Did George snubbing the Lakers to remain with the Thunder influence Rob Pelinka and the front office wanting to go all-in for Davis? Who can say, but two years ago, the Lakers had already “wasted” one season of James, waiting for their kids to grow up. Instead of resting on their laurels, they pushed all their chips to the middle of the table to chase the only kind of chip that matters. A year later, they were dousing each other in champagne at Disney World.

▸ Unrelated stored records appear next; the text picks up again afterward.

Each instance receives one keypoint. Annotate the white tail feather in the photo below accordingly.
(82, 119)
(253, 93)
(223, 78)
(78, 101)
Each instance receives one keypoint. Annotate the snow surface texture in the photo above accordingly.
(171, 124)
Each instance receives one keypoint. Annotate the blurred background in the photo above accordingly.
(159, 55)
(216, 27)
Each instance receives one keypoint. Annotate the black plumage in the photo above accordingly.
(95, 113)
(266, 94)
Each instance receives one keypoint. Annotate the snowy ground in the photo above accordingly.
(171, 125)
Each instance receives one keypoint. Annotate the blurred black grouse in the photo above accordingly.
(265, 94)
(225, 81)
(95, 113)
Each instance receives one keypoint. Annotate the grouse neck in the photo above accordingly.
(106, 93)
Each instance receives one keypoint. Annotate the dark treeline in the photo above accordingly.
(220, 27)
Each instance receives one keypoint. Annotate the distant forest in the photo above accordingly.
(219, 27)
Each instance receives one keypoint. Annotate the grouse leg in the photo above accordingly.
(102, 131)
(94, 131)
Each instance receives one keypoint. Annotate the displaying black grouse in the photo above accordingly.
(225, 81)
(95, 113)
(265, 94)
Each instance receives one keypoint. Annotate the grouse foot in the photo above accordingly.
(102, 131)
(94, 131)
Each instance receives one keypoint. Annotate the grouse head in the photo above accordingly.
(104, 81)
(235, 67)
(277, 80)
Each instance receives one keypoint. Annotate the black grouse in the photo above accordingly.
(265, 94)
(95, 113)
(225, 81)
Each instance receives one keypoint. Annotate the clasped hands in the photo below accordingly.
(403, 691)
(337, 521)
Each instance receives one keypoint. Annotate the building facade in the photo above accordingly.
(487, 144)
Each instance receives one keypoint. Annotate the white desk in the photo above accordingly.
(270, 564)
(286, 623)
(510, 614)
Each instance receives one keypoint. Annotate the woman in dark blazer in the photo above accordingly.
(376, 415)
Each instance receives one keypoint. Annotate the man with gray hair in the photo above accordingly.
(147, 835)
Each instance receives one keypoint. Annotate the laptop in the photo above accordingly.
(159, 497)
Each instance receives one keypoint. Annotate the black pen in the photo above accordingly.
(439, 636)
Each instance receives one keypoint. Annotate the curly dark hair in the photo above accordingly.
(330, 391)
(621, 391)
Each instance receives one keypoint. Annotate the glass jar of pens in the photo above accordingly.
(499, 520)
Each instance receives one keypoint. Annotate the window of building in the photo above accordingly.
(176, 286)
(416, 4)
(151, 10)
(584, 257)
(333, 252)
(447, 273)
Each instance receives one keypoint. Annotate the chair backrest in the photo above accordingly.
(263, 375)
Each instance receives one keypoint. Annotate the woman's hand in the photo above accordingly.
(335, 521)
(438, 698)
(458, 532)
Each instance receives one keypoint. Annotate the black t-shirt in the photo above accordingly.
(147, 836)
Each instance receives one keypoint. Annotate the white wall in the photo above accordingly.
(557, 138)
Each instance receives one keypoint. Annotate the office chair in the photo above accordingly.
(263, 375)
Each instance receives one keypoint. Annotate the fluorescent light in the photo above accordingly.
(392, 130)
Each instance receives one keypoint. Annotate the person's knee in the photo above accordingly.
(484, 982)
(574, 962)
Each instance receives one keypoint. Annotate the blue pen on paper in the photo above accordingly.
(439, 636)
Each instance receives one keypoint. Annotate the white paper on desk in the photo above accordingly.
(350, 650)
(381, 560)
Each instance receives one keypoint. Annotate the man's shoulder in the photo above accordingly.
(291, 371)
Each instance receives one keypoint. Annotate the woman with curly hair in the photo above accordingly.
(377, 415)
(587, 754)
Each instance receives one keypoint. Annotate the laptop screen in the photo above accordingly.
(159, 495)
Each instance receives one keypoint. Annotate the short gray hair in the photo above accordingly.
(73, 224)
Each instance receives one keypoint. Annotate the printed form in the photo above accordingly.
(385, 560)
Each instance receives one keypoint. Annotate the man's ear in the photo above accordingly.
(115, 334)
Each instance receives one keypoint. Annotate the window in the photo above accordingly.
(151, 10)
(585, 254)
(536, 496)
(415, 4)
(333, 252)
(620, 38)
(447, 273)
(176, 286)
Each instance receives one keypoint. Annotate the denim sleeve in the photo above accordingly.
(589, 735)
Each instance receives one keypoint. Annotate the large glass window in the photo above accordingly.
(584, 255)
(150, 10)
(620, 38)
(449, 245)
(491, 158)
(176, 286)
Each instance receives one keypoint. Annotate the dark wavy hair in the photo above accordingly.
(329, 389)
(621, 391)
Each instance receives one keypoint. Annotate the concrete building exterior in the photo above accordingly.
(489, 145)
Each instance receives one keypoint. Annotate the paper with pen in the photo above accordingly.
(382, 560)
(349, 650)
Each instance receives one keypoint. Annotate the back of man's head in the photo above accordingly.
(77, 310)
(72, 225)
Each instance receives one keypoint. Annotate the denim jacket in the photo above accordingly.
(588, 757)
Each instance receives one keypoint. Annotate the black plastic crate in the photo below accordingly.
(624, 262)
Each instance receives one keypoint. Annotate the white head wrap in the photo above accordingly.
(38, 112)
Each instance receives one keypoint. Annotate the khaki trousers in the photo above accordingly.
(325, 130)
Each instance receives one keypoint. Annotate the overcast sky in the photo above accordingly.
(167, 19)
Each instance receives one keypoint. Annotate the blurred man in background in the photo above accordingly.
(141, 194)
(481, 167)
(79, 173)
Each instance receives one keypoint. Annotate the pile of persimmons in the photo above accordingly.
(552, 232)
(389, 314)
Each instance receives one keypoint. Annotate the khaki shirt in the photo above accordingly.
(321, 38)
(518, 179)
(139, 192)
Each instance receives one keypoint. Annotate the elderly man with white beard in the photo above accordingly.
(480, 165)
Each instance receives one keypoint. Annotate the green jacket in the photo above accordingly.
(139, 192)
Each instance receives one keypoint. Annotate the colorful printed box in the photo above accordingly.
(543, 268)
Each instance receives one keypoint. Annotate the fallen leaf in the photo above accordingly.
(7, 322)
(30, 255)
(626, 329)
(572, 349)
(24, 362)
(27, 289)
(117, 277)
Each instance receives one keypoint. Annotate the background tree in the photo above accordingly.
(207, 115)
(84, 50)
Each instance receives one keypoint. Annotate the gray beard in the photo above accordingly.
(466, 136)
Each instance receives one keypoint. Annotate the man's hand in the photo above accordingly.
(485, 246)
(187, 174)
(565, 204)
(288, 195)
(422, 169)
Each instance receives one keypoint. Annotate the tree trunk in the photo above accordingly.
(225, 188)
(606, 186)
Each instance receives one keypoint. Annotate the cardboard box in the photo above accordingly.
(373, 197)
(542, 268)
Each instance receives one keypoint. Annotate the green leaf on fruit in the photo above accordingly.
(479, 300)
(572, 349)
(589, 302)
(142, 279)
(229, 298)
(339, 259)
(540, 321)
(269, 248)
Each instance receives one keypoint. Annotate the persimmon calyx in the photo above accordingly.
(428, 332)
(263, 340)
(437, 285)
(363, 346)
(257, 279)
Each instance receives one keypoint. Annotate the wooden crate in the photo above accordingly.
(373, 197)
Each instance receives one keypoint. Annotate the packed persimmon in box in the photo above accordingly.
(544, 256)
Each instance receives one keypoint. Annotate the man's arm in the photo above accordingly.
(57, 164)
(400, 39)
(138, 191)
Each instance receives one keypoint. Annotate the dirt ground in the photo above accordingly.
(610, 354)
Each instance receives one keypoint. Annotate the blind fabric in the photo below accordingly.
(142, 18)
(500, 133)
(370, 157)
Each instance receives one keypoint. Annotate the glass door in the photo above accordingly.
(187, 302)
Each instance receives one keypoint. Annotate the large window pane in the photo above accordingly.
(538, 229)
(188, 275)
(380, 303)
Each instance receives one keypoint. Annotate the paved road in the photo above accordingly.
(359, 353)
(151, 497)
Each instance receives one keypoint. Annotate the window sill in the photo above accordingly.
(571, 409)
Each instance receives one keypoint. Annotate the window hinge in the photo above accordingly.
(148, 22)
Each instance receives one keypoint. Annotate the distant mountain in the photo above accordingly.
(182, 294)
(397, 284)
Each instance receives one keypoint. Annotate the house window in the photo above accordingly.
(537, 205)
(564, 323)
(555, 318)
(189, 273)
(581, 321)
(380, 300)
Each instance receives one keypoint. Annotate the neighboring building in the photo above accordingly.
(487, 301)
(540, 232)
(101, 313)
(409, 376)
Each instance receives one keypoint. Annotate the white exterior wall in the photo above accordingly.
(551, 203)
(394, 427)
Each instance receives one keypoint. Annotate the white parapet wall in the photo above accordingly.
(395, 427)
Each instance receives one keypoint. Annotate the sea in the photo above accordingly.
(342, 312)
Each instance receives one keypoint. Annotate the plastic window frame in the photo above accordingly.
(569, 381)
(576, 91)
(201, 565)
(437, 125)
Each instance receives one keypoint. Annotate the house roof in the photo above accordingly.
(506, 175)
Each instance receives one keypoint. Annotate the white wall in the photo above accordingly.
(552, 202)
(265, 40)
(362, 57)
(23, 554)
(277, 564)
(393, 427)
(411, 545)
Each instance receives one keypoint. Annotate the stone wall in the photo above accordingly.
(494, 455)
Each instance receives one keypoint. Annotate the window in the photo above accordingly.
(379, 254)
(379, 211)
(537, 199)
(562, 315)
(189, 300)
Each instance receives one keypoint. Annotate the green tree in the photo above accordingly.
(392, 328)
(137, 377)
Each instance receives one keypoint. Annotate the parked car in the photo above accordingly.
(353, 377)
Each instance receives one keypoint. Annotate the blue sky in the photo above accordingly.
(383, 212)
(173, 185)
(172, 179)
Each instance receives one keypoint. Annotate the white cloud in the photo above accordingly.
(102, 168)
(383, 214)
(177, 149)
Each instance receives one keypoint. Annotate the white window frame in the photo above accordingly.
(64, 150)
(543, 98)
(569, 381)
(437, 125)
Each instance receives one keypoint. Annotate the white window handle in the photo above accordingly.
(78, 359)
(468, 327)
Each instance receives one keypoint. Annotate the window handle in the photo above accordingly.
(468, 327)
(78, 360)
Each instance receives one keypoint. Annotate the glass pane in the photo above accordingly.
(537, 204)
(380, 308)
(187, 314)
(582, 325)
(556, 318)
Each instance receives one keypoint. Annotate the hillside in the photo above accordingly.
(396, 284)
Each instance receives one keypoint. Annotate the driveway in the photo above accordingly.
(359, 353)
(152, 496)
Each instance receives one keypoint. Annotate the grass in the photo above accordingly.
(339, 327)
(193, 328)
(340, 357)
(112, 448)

Now, the Lakers never could have foreseen what was going to happen last season when they traded for Davis, and how altered the circumstances of that campaign would be, from the multi-month stoppage to the resumption in the NBA bubble. But imagine a scenario where the Lakers wait things out instead. They presumably waste another MVP-caliber season from James in his mid-thirties while waiting for Davis, and then still have to play an expedited season in 2021. Let’s say they signed Davis last summer anyway, and assume both he and the Lakers didn’t go as far in the bubble, and as a result are in a better position to stay healthy this season. That doesn’t stop Solomon Hill from diving for a loose ball and derailing another all-time season from LeBron. That doesn’t necessarily mean that Davis’ body would have withstood the wear-and-tear of a uniquely compressed season in which injuries have soared league-wide. Maybe they’re sitting right where they are, richer in assets but one banner poorer.
Or maybe they’re still alive, in the hunt for a championship but not guaranteed to get it. Who knows how acquiring Davis a season later would have affected the roster construction, the team’s mentality and more. But that’s exactly the point. Could the Lakers have managed their assets better? Maybe. But while winning trades is great, real winning is better. Even if this season didn’t go as planned, a title in hand is always worth a few young prospects in the bush.